On Sept 11th 2015, I hoped for an honest discussion about why some organisations appear to have a cultural advantage over their peers. The right corporate culture provides an edge in several areas of organisational performance such as innovation, employee engagement and digital adoption. I got an honest conversation when I interviewed Enda Logan, CEO of The Fifth Business and Visiting Professor at Robert Gordon University, Aberdeen. The interview forms one of four case studies in my book, The Smart Sceptic’s Guide to Social Media in Organisations (Rethink Press, 2016), launched on Feb 16th 2016. I based the book on real life case studies from multinational firms, It is especially relevant to corporate culture.
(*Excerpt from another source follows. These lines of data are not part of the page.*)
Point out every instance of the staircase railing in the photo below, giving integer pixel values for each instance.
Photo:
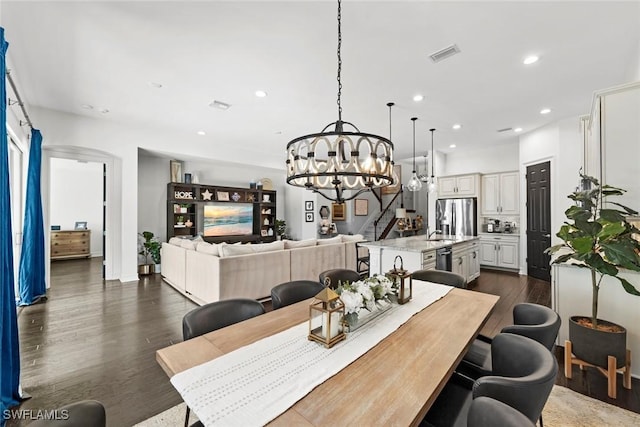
(384, 215)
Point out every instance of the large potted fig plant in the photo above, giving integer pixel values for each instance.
(598, 236)
(149, 248)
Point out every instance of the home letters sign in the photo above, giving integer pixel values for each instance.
(183, 195)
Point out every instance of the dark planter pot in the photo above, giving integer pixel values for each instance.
(145, 269)
(594, 346)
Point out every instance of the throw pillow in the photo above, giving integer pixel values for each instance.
(207, 248)
(291, 244)
(268, 247)
(331, 241)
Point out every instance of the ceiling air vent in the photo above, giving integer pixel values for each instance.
(220, 105)
(445, 53)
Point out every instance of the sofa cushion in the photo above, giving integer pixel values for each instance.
(207, 248)
(225, 249)
(268, 247)
(290, 244)
(188, 244)
(331, 241)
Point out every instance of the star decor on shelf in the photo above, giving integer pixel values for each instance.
(206, 195)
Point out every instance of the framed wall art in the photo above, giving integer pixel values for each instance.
(361, 207)
(175, 168)
(338, 211)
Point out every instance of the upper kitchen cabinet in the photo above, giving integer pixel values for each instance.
(458, 186)
(500, 194)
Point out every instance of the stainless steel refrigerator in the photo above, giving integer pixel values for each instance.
(457, 217)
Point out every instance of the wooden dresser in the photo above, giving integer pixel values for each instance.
(70, 244)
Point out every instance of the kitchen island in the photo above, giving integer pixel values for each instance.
(420, 253)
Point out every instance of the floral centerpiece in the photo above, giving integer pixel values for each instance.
(370, 294)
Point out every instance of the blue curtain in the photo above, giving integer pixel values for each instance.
(31, 278)
(9, 350)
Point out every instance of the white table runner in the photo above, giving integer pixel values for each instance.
(256, 383)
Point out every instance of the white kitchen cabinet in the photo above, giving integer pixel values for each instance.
(499, 251)
(500, 194)
(458, 186)
(473, 265)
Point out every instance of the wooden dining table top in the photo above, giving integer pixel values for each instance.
(394, 383)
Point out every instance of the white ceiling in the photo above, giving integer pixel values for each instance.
(66, 54)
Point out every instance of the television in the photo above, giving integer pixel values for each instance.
(228, 219)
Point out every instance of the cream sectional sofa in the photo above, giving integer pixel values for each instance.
(210, 272)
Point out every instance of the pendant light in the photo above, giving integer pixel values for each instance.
(424, 175)
(337, 160)
(414, 183)
(432, 183)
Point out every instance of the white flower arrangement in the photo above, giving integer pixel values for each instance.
(366, 294)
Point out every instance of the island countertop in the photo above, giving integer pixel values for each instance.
(418, 243)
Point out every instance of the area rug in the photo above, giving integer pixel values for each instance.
(565, 408)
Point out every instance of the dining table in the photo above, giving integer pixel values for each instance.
(393, 383)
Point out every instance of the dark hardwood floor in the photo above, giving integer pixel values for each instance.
(97, 340)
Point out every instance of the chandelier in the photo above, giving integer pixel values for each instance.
(339, 160)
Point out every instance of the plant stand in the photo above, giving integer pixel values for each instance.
(611, 371)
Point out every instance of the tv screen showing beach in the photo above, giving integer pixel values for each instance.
(227, 219)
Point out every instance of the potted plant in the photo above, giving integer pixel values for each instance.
(281, 228)
(150, 250)
(598, 237)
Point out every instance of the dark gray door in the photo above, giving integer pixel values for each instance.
(538, 221)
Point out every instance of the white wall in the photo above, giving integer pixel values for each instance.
(500, 158)
(76, 195)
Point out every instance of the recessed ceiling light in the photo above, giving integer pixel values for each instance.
(220, 105)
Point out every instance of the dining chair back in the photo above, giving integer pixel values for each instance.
(333, 278)
(78, 414)
(488, 412)
(217, 315)
(524, 372)
(440, 276)
(534, 321)
(291, 292)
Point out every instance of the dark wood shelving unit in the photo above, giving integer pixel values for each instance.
(185, 207)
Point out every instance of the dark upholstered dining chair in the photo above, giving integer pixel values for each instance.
(217, 315)
(488, 412)
(524, 372)
(534, 321)
(440, 276)
(78, 414)
(291, 292)
(333, 278)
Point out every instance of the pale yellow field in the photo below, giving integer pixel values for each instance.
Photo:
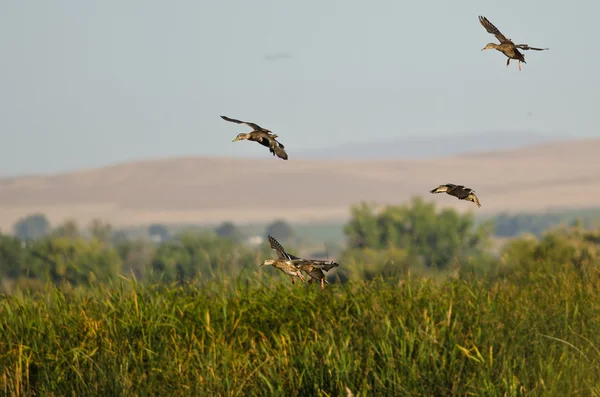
(199, 190)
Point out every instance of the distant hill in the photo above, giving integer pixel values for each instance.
(210, 190)
(430, 146)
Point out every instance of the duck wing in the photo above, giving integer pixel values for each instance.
(493, 30)
(254, 126)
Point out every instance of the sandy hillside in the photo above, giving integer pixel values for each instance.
(198, 190)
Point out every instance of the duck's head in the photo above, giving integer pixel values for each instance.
(490, 46)
(267, 262)
(242, 136)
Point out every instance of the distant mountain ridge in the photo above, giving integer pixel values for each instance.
(208, 190)
(431, 146)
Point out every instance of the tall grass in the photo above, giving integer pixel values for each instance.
(534, 333)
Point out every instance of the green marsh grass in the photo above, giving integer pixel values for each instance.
(531, 333)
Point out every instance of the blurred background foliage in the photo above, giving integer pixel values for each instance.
(389, 242)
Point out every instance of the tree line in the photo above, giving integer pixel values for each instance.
(393, 240)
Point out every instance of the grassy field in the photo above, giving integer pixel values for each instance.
(534, 332)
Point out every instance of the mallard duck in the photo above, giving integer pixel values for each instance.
(286, 266)
(282, 254)
(458, 191)
(313, 268)
(506, 46)
(261, 135)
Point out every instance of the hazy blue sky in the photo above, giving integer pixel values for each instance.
(87, 83)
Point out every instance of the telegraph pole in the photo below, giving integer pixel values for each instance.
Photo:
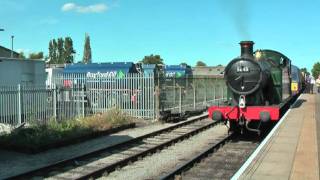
(12, 46)
(1, 29)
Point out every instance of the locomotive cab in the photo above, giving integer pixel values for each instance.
(259, 89)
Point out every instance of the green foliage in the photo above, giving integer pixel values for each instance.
(152, 59)
(39, 134)
(61, 51)
(38, 55)
(305, 71)
(69, 51)
(200, 63)
(87, 57)
(21, 55)
(316, 70)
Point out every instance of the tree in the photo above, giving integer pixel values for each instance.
(87, 57)
(21, 55)
(38, 55)
(61, 54)
(200, 63)
(152, 59)
(69, 51)
(51, 52)
(316, 70)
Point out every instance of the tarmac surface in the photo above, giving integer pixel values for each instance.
(292, 151)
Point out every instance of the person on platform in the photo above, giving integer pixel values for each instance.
(318, 84)
(312, 82)
(307, 80)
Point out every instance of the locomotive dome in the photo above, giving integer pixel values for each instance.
(243, 76)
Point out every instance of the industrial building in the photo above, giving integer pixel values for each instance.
(5, 52)
(15, 71)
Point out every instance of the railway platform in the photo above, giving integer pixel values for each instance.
(291, 151)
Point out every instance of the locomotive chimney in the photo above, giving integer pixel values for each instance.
(246, 48)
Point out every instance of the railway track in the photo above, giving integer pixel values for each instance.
(106, 160)
(219, 161)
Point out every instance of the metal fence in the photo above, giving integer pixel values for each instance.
(185, 94)
(139, 95)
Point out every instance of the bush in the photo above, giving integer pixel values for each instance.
(43, 134)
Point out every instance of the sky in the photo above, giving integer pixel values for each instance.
(177, 30)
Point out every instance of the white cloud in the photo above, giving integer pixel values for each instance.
(19, 50)
(95, 8)
(49, 21)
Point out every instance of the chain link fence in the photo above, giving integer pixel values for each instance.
(187, 94)
(73, 95)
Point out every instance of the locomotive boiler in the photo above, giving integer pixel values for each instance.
(259, 89)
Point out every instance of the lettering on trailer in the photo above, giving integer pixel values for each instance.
(174, 74)
(109, 74)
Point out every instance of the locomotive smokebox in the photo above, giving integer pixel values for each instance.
(246, 49)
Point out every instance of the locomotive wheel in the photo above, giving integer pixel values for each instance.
(234, 127)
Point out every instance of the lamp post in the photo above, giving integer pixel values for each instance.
(12, 46)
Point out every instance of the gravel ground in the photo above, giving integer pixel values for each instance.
(223, 163)
(13, 163)
(4, 128)
(154, 166)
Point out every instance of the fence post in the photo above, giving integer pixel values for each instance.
(157, 98)
(194, 97)
(54, 102)
(205, 88)
(174, 92)
(180, 99)
(82, 95)
(214, 91)
(19, 104)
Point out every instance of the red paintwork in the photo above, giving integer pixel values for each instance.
(249, 113)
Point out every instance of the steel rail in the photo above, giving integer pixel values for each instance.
(108, 168)
(46, 169)
(197, 158)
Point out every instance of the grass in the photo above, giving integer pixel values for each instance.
(37, 135)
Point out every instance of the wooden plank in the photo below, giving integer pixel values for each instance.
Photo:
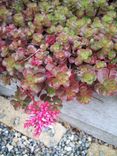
(98, 119)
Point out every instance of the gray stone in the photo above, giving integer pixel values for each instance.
(2, 115)
(97, 118)
(101, 150)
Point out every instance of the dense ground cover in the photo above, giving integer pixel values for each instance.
(58, 50)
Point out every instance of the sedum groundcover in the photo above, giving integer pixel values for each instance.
(57, 50)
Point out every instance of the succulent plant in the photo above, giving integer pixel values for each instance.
(58, 50)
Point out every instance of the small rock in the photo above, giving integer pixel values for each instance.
(100, 150)
(2, 116)
(16, 121)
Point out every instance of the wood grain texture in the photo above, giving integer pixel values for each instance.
(98, 119)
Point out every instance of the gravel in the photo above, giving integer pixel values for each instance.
(13, 143)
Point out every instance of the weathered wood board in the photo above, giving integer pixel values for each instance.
(97, 118)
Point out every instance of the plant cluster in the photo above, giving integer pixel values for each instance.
(58, 49)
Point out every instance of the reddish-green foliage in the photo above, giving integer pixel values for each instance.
(59, 50)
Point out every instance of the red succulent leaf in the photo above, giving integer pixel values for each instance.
(50, 39)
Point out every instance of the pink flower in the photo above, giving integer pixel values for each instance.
(41, 116)
(50, 39)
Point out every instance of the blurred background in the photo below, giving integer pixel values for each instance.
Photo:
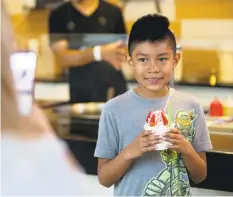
(204, 33)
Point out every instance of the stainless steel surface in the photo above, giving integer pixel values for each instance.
(87, 110)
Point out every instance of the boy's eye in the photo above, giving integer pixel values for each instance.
(163, 59)
(142, 59)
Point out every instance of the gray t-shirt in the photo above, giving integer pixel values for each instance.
(156, 173)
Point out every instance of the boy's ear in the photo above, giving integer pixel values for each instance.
(176, 59)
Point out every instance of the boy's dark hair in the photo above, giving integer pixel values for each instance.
(152, 27)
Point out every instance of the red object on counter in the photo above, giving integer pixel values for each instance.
(216, 108)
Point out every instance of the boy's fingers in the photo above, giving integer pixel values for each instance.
(150, 143)
(149, 148)
(174, 130)
(146, 132)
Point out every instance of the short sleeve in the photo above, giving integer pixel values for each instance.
(55, 28)
(120, 24)
(201, 141)
(107, 142)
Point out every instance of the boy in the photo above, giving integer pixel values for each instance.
(128, 158)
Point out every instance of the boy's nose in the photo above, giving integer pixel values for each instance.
(153, 67)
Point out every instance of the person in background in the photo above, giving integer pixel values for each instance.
(34, 162)
(92, 71)
(129, 154)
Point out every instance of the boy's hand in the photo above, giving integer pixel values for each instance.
(180, 144)
(145, 142)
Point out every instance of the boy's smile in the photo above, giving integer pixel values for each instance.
(153, 63)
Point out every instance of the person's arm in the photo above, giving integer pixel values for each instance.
(194, 155)
(113, 53)
(71, 58)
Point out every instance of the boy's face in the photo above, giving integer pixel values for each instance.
(153, 63)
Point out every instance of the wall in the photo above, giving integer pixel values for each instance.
(203, 27)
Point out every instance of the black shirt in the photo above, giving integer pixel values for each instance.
(89, 83)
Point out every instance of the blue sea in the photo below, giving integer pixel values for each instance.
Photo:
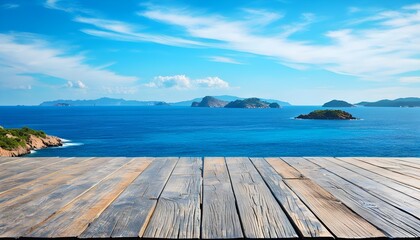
(185, 131)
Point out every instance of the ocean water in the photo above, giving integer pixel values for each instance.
(184, 131)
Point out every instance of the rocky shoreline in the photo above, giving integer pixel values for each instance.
(33, 142)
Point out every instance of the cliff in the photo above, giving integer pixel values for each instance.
(251, 103)
(18, 142)
(327, 115)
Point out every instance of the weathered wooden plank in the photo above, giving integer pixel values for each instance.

As part of Enda’s interview with me, he emphasises that change always starts at the top. This is true for all lkinds of change initiatives. These include the use of social media for business and regulatory changes in addition to other strategic initiatives. I couldn’t agree more. Culture eats strategy for breakfast any day. A 2014 Forbes article even concludes that your company culture is every bit as important as your pay cheque.
Here are 7 ways to ensure your corporate culture allows for sustainable change:
1. Cross-functional ownership
An organisational culture that supports effective change does not allow its business consequences and power to reside in one department. This can make it difficult to change quickly. Instead, smart corporate cultures ensure shared ownership across the organisation. They do this through aligned goals and cross-functional leadership.
2. Continuous improvement
Spend time reflecting on what’s working and what’s not, by observing and sharing lessons learnt and through tools such as root cause analysis. Identifying success and failure causes is not enough. When companies discover the causes, they must implement plans to replicate what is working. Then eradicate what is not working.
3. Honest feedback
Enda’s story of a man he once met with the job title, Corporate Jester fascinated me. This man’s job was to sit in his employer’s board meetings and say the unsay-able. He got paid to challenge ideas from senior executives. This was clearly an enlightened board that actively sought honest feedback. They consider different views to encourage a questioning mentality – starting at the very top.
4. Employee engagement
A corporate culture must enable employees to challenge and share ideas without fear of being penalised or fired. Engaging employees requires them to believe in your purpose and to share their knowledge, knowledge that they regard as power. If your employees don’t feel trusted and empowered by the organisation, you need to revive your company’s culture quickly.
5. Lead by example
It’s not lip-service. It is also not a matter of sending memos to announce new initiatives in the organisation. Senior leaders should be the first seen to live the values they want their employees to adopt. The traditional model of top-down is dead. Such models consisted of a manager telling his staff what to do and think without much responsibility for acting out those desired behaviours himself. It is crucial that change begins at the top to ensure lasting results.
6. Employee empowerment
The future of work is that employees will spend more and more time on social media, using their networks to share knowledge with colleagues, customers and stakeholders. Shama Hyder, author of The Zen of Social Media Marketing notes in a recent Forbes article, “People are now media… how organisations leverage people as media in a smart way is here to stay.”
Companies can leverage the power derived from having their employees share content online that is beneficial to the business. As a result, companies could increase brand awareness, effective recruiting, more sales leads and enhanced customer engagement.
7. Future-proof strategies
Finally, a smart corporate culture allows change to occur repeatedly and rapidly to survive the marketplace. There is a delicate balance between sustainable change and being agile enough to change again. Companies must become good storytellers, internally and externally to ensure that people are aware of the good things happening as a result of the changes. At the same time, operational processes should help to monitor the progress of change and flag when things need to be reviewed, and changed again.
In conclusion, these seven tips can help companies develop an engaging corporate culture to support lasting change whether you are introducing social media, a new e-learning system or an HSE policy.